Gillian Merron: I certainly share the views of my hon. Friend, who makes an absolutely valid point. That is exactly why we have set up the taskforce. It is chaired by Sir George Alberti, who will look specifically at where there are gaps and what role the NHS and health service workers can play in supporting those who have been traumatised in the way that has been described. I hope that will do a lot to plug any gaps such as those that my hon. Friend mentions.
Jim Sheridan (Paisley and Renfrewshire, North) (Lab): Most of the people who are trafficked into this country are young men and women who are exposed to terrible abuses. Will my hon. Friend have discussions with her counterpart in the Home Office to ensure that any criminal money that is recovered from the people responsible for this trafficking is confiscated and, better still, redirected to the NHS to pay for the health care of these young people?

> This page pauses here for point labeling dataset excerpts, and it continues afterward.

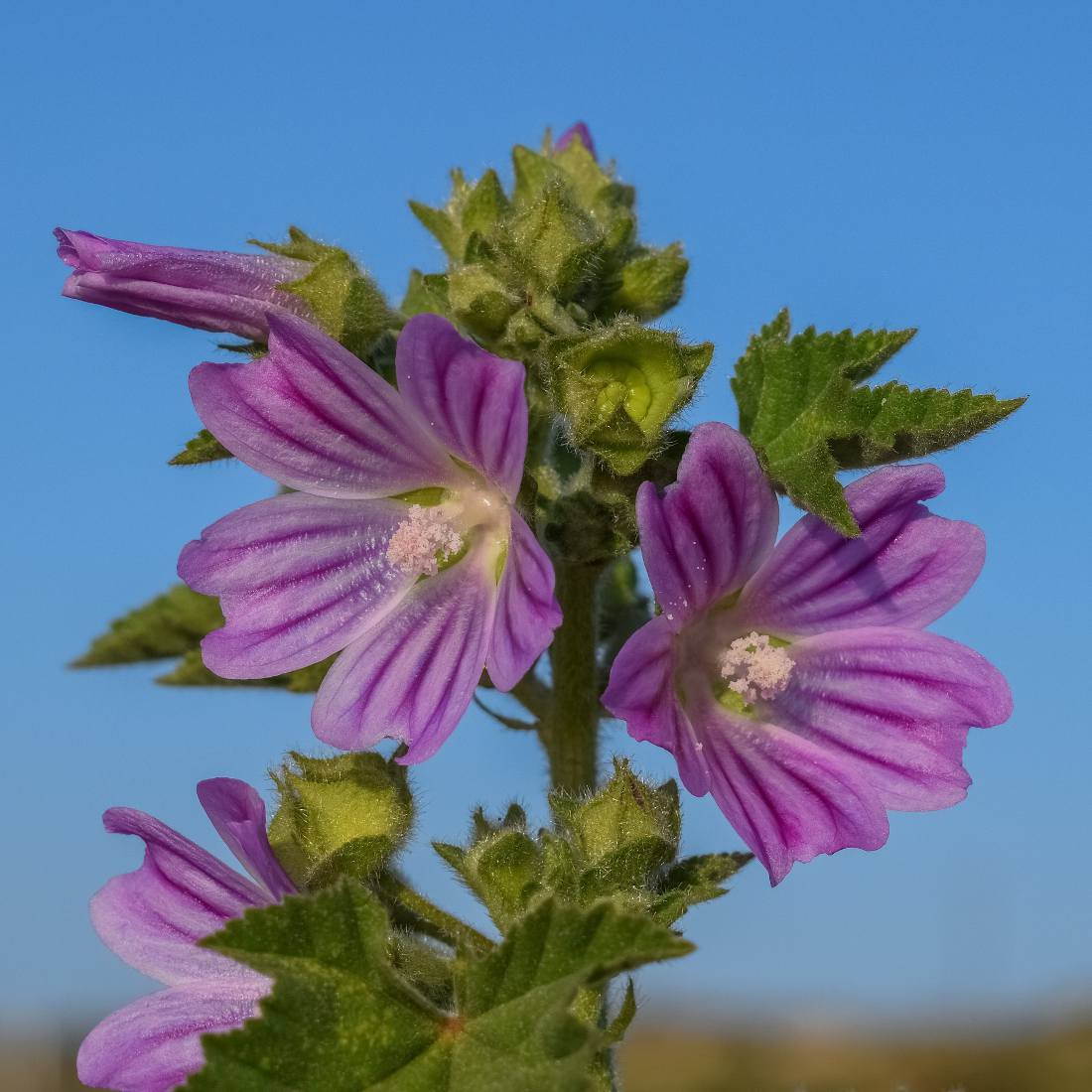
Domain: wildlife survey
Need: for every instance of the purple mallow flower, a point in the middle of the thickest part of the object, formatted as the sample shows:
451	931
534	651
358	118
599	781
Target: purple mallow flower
209	290
153	918
402	546
580	130
795	683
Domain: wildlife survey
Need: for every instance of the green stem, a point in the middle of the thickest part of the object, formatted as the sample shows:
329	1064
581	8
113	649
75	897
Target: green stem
570	731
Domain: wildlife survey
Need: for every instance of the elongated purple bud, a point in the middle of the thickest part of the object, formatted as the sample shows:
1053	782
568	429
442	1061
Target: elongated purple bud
577	130
208	290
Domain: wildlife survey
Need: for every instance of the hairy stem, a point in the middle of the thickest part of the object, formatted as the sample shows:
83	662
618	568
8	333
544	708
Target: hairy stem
570	730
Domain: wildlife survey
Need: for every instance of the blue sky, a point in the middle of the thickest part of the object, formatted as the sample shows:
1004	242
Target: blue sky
865	164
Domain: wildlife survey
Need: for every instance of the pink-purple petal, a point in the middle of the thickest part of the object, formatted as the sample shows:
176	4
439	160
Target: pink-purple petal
153	916
154	1044
526	611
472	400
906	568
413	677
787	797
205	288
238	814
315	417
710	531
897	705
298	578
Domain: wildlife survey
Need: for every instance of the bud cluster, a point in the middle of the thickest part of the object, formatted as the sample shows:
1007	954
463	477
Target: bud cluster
554	273
619	843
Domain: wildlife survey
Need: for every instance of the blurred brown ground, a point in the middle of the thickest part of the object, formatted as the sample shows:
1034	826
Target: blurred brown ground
662	1059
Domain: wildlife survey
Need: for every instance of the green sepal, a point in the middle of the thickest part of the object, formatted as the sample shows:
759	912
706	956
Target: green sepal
619	385
484	205
205	448
345	302
803	412
501	865
299	244
339	817
533	173
479	302
342	1016
624	833
441	226
651	283
559	241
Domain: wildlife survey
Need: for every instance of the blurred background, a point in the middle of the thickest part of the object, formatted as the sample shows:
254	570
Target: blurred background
865	164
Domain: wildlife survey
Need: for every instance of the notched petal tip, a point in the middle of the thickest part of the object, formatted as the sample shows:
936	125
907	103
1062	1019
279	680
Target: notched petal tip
79	249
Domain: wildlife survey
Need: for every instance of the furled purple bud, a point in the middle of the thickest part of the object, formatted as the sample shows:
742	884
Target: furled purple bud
580	130
209	290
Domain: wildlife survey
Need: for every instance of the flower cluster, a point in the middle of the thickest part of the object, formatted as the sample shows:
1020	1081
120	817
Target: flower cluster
794	680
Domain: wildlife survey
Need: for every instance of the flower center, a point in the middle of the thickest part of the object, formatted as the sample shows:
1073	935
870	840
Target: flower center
424	539
755	668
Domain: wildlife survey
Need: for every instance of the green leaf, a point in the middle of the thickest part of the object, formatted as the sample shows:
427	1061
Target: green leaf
692	881
342	1018
205	448
618	1026
171	624
532	173
803	412
443	227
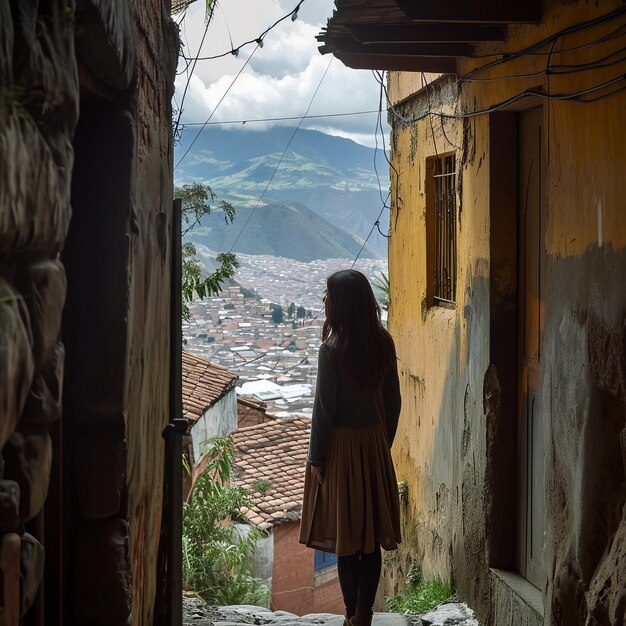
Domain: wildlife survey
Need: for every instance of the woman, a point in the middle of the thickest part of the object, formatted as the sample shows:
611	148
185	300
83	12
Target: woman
351	505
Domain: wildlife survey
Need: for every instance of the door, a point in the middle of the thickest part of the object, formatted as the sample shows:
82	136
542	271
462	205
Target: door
530	449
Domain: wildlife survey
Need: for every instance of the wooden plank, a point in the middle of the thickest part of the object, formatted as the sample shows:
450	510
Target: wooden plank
438	65
345	44
414	33
486	11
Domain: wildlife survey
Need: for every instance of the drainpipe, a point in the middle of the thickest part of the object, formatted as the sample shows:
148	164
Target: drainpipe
173	434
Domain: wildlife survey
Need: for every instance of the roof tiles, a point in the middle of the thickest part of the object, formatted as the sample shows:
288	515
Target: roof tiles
274	451
204	383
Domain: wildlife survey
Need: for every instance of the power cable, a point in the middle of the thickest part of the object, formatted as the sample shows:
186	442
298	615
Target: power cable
282	156
190	74
243	67
258	40
374	225
533	48
282	119
571	97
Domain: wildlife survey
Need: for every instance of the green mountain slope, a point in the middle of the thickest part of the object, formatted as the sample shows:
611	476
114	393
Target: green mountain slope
334	177
289	230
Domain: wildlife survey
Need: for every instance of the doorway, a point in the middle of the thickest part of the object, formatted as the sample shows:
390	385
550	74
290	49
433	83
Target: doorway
530	447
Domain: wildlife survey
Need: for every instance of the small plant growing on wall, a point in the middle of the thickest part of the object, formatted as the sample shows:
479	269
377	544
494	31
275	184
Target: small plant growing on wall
420	594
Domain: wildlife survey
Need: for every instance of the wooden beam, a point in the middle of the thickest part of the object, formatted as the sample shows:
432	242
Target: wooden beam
434	33
473	11
346	44
435	65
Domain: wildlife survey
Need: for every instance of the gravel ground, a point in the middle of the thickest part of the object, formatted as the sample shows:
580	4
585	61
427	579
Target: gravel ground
197	613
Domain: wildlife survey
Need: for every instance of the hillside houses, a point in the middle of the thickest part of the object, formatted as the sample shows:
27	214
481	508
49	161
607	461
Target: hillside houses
236	329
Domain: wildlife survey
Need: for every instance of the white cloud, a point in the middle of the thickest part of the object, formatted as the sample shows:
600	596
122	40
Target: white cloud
281	77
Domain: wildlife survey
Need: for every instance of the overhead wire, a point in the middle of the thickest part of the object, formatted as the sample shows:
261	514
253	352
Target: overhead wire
282	119
193	67
243	67
258	40
533	48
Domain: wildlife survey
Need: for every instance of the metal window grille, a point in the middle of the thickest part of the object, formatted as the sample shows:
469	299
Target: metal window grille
444	201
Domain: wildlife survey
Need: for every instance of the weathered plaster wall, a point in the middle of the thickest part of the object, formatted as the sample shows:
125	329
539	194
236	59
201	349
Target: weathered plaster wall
296	586
219	420
451	393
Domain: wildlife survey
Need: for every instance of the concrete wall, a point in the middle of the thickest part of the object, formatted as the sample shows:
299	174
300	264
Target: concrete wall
219	420
296	587
456	441
92	81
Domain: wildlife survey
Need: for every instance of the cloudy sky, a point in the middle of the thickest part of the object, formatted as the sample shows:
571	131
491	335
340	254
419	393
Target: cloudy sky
280	78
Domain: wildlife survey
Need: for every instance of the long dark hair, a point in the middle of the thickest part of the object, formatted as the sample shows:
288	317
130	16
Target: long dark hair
354	329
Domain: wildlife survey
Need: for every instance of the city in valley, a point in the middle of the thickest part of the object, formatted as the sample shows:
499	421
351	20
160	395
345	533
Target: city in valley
267	330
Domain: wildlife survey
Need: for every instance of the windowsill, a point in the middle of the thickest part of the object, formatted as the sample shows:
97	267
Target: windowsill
527	592
325	575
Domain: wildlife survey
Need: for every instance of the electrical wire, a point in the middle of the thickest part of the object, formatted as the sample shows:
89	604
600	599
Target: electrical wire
243	67
533	48
282	156
374	225
258	40
282	119
559	69
571	97
190	74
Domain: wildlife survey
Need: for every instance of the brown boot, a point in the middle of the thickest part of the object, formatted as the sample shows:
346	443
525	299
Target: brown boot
363	617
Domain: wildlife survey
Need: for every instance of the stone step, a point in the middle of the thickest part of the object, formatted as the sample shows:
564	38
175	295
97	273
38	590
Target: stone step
197	613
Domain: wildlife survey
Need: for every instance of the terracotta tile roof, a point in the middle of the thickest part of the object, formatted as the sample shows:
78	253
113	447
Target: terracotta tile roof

Gillian Merron: Again, my hon. Friend makes a very important point. Indeed, the taskforce that I referred to was set up by the Home Secretary and the Health Secretary, and we want particularly to consider how we can support victims of trafficking, work better together across Government and help to bring to justice those who perpetrate this crime. We want to make the advances that my hon. Friend refers to.

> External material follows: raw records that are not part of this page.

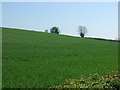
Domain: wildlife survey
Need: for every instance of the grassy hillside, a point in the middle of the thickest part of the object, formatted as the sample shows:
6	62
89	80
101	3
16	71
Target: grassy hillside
38	60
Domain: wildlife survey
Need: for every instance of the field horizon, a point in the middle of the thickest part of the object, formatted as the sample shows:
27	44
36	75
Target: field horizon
39	60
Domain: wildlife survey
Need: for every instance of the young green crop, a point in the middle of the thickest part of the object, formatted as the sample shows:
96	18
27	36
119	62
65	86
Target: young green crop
40	60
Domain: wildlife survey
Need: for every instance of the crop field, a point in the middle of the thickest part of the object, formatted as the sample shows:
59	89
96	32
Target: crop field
39	60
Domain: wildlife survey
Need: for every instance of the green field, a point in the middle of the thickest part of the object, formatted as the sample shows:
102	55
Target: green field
40	60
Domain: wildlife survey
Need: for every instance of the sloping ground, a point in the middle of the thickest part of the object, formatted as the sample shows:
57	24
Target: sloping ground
37	60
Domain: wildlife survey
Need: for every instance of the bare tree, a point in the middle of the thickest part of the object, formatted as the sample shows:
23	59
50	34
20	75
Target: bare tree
82	31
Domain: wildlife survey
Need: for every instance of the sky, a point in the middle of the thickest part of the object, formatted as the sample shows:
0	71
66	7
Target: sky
100	18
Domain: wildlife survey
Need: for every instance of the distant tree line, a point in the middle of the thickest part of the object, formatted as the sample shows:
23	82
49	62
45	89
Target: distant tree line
81	29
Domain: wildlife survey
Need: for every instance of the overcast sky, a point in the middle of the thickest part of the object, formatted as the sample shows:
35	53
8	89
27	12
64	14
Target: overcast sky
100	18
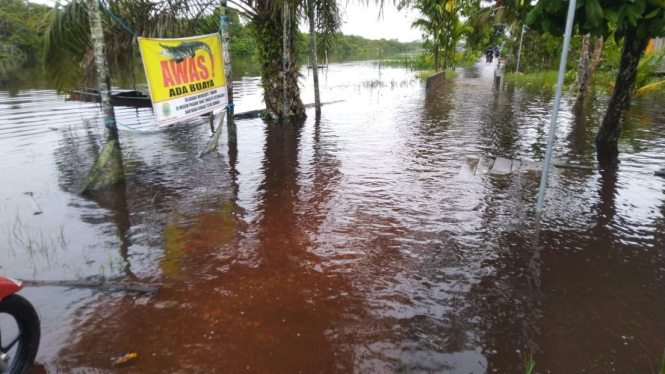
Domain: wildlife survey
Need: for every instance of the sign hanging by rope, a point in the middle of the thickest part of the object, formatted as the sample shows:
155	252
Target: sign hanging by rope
185	76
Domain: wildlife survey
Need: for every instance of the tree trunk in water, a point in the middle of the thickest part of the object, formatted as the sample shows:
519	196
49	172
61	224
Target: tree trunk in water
286	56
312	51
267	28
226	55
107	169
610	130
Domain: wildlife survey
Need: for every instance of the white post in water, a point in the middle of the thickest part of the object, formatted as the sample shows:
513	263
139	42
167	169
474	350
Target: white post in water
519	51
557	100
226	56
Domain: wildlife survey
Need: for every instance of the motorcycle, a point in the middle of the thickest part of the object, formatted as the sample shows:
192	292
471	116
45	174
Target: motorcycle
20	329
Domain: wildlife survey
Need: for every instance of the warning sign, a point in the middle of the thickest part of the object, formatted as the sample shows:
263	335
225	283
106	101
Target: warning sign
185	76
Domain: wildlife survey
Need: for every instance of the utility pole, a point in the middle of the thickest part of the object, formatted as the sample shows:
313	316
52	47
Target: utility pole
107	169
519	51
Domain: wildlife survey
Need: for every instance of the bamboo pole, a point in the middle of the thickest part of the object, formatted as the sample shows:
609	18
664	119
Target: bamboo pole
312	47
107	169
555	109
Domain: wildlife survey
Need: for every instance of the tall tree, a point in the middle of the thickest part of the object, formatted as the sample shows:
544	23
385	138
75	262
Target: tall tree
441	27
635	22
68	46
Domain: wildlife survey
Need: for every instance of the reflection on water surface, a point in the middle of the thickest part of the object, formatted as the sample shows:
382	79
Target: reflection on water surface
345	244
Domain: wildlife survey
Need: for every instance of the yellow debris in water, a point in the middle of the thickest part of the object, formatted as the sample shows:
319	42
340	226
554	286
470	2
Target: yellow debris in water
117	360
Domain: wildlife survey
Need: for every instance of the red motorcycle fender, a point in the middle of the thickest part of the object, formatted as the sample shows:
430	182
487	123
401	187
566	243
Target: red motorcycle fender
9	286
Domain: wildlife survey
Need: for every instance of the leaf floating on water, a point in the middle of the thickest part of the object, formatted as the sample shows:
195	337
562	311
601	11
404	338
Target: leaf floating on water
121	359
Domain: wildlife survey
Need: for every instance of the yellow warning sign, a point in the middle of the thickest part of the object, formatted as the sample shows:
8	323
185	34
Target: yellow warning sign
185	76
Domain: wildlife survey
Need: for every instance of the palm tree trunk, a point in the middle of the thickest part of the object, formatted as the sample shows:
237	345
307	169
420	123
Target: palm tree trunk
286	57
312	51
610	130
107	169
267	29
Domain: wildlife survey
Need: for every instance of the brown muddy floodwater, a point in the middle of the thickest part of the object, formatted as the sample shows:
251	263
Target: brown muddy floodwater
345	245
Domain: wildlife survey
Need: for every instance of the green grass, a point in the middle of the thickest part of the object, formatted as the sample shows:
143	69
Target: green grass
546	80
466	63
542	80
529	364
423	75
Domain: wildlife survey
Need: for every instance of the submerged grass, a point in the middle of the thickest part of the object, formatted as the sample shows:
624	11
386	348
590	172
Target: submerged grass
546	80
423	75
529	364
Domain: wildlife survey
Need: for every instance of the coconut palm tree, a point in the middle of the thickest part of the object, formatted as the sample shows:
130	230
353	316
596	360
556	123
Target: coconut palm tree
68	57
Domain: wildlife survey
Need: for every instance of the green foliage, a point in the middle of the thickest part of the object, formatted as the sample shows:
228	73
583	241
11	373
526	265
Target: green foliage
601	17
345	46
21	33
242	42
442	27
529	364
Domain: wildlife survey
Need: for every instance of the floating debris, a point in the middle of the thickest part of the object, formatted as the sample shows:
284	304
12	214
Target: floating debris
121	359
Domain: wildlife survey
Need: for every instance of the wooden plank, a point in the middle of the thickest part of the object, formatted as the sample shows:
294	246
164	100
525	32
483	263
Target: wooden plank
35	208
501	166
484	166
517	164
468	168
576	166
528	165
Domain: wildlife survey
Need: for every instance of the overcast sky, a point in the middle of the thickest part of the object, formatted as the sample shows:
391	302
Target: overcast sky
363	20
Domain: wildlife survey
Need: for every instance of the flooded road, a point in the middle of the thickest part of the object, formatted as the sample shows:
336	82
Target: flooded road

4. Mr. Simon Burns (West Chelmsford) (Con): What guidance he has given to NHS trusts on the offsetting of receipts from parking charges against their deficits; and if he will make a statement. 

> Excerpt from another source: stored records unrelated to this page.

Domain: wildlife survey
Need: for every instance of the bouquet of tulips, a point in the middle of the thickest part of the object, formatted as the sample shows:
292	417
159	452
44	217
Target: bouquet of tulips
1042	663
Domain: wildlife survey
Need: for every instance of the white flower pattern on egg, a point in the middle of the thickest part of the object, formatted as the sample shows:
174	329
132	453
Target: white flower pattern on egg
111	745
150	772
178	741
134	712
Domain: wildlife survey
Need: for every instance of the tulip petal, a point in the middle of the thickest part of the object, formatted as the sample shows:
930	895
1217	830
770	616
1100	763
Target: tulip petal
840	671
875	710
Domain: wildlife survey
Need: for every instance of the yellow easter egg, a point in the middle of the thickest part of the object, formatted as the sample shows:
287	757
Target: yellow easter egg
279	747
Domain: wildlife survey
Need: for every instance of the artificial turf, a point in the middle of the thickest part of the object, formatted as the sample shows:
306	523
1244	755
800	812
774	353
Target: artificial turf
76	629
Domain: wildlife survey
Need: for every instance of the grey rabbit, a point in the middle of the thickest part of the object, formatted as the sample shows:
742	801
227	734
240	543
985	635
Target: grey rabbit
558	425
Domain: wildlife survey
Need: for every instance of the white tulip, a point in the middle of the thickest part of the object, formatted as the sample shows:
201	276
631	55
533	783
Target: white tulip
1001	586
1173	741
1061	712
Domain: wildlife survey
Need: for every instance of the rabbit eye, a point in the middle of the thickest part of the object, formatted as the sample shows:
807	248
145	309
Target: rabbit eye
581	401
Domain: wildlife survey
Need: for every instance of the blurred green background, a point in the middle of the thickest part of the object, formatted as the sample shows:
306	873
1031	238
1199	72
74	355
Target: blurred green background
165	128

The Minister of State, Department of Health (Mr. Mike O'Brien): NHS trusts manage finances locally, including how they eliminate deficits. Parking subsidies need to be approached with care, especially where the trust has a deficit.
The Minister will remember that at the last Health questions, he told me that he did not expect trusts to make a profit out of car parking to pay off deficits. What is he going to do with the letter from the chief executive of Mid Essex Hospital Services NHS Trust that I sent him a month ago, which states that the
trust increased car park charges from 1 February 2007 for staff at Broomfield hospital from £40 a year to £200 a year as part of the turnaround scheme to reduce the deficit? That seems directly contrary to what the Minister said last month that trusts should do.
Mr. O'Brien: The hon. Gentleman did raise that with me, so I have looked into it. The increase in 2007 for staff was from 77p a week to £3.85 a week. At the moment, the trust apparently charges staff half the annual cost of operating the space. In other words, I am told that the trust subsidises those car parking spaces.
Today the shadow Chancellor has said how tough he wants to be on climate change and how he wants to discourage people from unnecessarily using vehicles and so on. Now, the hon. Member for West Chelmsford (Mr. Burns) wants to ensure that instead of money being put into patient care, it is put into greater subsidies for car parking-
Mr. Tom Watson (West Bromwich, East) (Lab): I believe my right hon. and learned Friend's guidelines suggest to acute trusts that they should provide some free parking to disabled badge holders. In cases where they do not do that, such as at my hospital at Sandwell, what recourse do we have to press them to change?
Mr. O'Brien: We have said that we want people with disabilities who are regular visitors to hospital to have access to permits that will enable them to have car parking spaces at a reduced charge. On what can be done, my hon. Friend must of course first approach the hospital, and if that is unsuccessful he should approach the primary care trust.